Chad Orcutt, who calls himself “a builder by hobby,” worked at Apple for years before moving to Oak Park about a decade ago. Photograph by Steve Martarano

By Steve Martarano

Adding to Sacramento’s tiny home community, one home at a time, is the latest flagship program of Oak Park’s Community Shop Class.

Located on Stockton Boulevard, and sharing a building with another nonprofit, Trips for Kids, the CSC neighborhood learning center is developing a continuing 4-week intern program to build tiny homes on-site. 

Working with TAYNR, a Sacramento-based design and engineering consulting firm, CSC has started construction on its first tiny home, with an eight-person class primarily focused on young people ages 17 to 24. The home is scheduled to finish when funding is secured. It costs approximately $40,000 in labor and materials to build one of these homes, and CSC funding comes from donations, hosting events to outside organizations, and materials acquired from organizations such as TAYNR, Milwaukee Tools, Teichert Construction and SMUD, according to Founder and Executive Director Chad Orcutt.

Each class will take interns through every stage of building a 120-square-foot tiny home, Orcutt said. Upon completion, the home will be placed at an undetermined tiny home community.

Orcutt, who started restoring the space located behind a former Subway restaurant in 2021, said CSC creates an inclusive learning environment for neurodivergent and underserved communities that are mostly ignored in traditional education settings.

Orcutt said CSC is a membership space where people can join for $50 a month for access to the space, tools and coaching from the people who are in the shop. “We’ve got a ton of pros around here that offer assistance and help with people’s small business projects and stuff like that,” he said.

CSC also provides a variety of free classes, mentorship and programs for its members and community partners, and works with organizations such as AmeriCorps, California Mobility Center, Sierra Service Project and Waking the Village.

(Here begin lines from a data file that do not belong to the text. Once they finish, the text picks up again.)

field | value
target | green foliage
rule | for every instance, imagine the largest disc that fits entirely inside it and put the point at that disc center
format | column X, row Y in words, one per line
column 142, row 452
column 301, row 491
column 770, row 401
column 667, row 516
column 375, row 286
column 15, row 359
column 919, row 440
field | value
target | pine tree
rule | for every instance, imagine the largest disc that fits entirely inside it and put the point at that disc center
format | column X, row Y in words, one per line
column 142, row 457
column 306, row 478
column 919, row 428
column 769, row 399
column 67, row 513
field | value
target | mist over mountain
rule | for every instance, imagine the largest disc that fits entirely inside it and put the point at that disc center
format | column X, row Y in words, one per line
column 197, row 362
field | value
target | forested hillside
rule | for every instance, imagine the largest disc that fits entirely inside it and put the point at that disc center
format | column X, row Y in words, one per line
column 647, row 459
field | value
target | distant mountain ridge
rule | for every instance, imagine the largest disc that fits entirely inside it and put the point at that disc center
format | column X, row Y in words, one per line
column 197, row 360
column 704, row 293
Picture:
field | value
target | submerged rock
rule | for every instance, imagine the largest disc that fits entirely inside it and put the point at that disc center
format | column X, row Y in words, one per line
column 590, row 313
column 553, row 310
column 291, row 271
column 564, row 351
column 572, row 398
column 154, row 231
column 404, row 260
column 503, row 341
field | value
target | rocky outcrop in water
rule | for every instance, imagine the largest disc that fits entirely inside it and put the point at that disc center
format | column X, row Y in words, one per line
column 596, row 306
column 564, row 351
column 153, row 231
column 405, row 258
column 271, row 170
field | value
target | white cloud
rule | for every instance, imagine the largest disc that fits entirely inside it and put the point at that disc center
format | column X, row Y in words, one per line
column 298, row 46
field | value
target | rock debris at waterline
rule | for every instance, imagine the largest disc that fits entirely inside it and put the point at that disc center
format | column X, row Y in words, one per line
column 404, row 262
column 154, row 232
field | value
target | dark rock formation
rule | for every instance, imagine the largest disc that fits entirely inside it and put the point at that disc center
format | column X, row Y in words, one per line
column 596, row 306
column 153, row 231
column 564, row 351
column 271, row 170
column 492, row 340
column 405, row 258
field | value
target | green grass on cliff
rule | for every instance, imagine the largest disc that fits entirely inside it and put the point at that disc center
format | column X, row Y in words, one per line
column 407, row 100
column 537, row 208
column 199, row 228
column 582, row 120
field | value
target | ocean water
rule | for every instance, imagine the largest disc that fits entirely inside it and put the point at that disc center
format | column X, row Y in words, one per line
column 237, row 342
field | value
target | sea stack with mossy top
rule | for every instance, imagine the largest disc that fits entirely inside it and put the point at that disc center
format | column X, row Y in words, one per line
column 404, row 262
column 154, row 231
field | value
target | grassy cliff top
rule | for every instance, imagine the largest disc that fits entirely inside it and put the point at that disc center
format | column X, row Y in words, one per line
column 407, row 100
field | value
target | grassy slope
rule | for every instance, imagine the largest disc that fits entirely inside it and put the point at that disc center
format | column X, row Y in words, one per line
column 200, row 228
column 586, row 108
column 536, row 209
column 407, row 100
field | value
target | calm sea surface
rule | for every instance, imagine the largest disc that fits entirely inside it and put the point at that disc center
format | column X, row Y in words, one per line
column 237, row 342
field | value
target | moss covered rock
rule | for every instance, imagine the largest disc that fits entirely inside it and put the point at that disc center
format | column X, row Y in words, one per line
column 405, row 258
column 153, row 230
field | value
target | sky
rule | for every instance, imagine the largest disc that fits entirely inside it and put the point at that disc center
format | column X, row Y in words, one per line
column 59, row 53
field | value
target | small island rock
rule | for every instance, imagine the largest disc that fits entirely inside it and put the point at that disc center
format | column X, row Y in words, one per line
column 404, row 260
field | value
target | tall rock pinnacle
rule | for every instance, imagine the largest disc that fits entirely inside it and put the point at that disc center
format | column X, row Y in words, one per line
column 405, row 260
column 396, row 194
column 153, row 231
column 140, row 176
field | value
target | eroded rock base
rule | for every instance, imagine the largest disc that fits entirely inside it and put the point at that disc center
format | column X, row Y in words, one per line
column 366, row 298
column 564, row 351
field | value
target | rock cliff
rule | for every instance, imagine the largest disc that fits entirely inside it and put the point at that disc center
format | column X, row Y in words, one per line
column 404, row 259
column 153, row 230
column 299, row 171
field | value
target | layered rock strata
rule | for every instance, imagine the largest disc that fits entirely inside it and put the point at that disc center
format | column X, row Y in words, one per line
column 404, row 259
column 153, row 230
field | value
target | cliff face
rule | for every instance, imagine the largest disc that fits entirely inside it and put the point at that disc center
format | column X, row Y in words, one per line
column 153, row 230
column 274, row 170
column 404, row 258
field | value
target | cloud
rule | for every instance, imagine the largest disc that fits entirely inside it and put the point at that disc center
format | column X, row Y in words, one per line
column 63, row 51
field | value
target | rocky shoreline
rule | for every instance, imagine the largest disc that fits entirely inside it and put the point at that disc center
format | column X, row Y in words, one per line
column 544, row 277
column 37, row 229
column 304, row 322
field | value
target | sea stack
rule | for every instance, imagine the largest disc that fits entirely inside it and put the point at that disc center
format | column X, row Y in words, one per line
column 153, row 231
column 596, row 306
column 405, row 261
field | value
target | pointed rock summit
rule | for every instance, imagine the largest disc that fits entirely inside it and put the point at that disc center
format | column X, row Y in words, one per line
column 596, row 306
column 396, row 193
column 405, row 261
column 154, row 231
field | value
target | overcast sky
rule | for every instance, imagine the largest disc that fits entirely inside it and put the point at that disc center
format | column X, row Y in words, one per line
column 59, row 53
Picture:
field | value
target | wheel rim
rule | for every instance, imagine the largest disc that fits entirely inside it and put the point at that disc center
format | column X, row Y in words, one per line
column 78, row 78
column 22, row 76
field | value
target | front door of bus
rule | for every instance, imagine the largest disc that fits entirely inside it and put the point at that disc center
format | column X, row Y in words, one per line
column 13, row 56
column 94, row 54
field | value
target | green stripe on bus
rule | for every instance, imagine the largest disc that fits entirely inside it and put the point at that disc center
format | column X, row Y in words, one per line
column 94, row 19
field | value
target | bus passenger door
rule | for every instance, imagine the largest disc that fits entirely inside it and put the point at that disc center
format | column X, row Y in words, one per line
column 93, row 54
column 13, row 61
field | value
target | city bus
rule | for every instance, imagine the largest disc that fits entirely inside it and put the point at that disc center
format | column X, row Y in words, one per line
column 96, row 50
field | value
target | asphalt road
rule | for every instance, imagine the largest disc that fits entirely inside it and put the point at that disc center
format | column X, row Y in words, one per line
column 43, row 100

Training courses have included e-bike conversion, ceramics workshops, carpentry classes and a laser-cutting course. On Thanksgiving, CSC gave out free dinners for those in need.

“A lot of the people here, including myself, born and raised in Sacramento, need these types of places,” said Step Newton, a civil rights legal analyst who volunteers and takes classes at CSC. “They’re just so underserved in this area.” 

This story is part of the Solving Sacramento journalism collaborative. Solving Sacramento is supported by funding from the James Irvine Foundation and Solutions Journalism Network. Our partners include California Groundbreakers, Capital Public Radio, Outword, Russian America Media, Sacramento Business Journal, Sacramento News & Review, Sacramento Observer and Univision 19.

Step Newton, a civil rights legal analyst who volunteers and takes classes at CSC, hopes to learn woodworking there.



 Chad Orcutt (foreground) raises the frame for Community Shop Class’s first planned tiny home along with representatives of the Sierra Service Project, in the back lot of CSC on Nov. 8.

 Founder and Executive Director Chad Orcutt spent more than a year getting the Community Shop Class space ready, located on Stockton Boulevard in a former Subway restaurant, before opening in 2022.
The back lot of Community Shop Class at 3818 Stockton Blvd., which shares a building with the nonprofit Trips for Kids, on Nov. 8, 2023. 
Community Shop Class, located in Oak Park, has been operating for about a year since founder Chad Orcutt obtained the building in 2021. (Photos by Steve Martarano)
A donated mural by Sacramento’s Erse the Muralist resides in the Community Shop Class breakroom.